Moto Has Two Heads
Motorola announced today that Jha will start "effective immediately" (i.e., right frickin' now!) in the position, leaving his post at Qualcomm. (See MotiTV Reaches 4M.)
Jha joins Motorola as the company prepares to spin off its handset unit into a separate, publicly traded company, a move now expected in the third quarter of 2009.
“We now have the right leader in place to continue the move towards our plan to operate two outstanding independent companies," said current Moto head Brown on a conference call this afternoon. He praised Jha for his "deep understanding of the wireless industry, unparalleled technical knowledge, and strong relationship with carriers."
For the last seven months, Brown has headed up both its handset and networking units as the company has to get its device business back on track; Brown will now serve as head of just the networking and enterprise mobility unit.
Analyst Matt Thornton at Avian Research LLC likes the move, if only because it clears up the handset business situation.
"To this point, establishing new leadership in the handset business should help to improve morale and slow the exodus of talent in the Mobile Devices business. Further, Dr. Jha’s considerable experience at Qualcomm is likely to prove valuable as the company attempts to turnaround the struggling handset unit," he writes in a note issued this morning.

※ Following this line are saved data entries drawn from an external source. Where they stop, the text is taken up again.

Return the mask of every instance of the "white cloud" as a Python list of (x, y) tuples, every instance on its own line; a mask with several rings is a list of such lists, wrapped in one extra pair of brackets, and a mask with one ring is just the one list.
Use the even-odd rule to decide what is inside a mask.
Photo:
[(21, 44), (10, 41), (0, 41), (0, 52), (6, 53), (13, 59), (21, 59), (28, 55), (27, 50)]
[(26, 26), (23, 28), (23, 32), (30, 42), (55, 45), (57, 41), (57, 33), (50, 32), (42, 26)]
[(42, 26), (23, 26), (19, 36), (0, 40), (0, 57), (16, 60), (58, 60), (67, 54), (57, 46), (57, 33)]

Motorola has been searching for a new handset head after Greg Brown took over that responsibility from Stu Reed in February 2008. (See iPhone Inspires Handset Headhunt and Motorola Loses Ex-Handset Head.) Reed himself moved up to lead the handset unit in July 2007 after a long search to replace Ron Garriques, who had left in February of that year.
Jha, a 14-year Qualcomm veteran, says that his key aim for Motorola's device unit will be "having the whole supply chain being as efficient as it possibly can be." This will mean everything from improving distribution to developing and introducing new phone form factors.
Jha says he may hire in fresh blood to help in areas that don't match his expertise, although further hires from the Qualcomm pool could be an issue, as he said on the call: "There is some concern about me being able to hire people from Qualcomm; I can’t discuss any confidential agreements that may be in place."
Motorola still hasn't said when it expects the struggling handset unit to get its mojo back. (See Handsets Hinder as Moto Posts Small Profit .)
Meanwhile, Len Lauer, executive vice president of Qualcomm and group president, is taking over as chief operating officer at the CDMA company. Steve Mollenkopf, executive vice president of Qualcomm CDMA Technologies (QCT), is taking over Jha's role as president of QCT unit. (See Qualcomm COO Leaves.)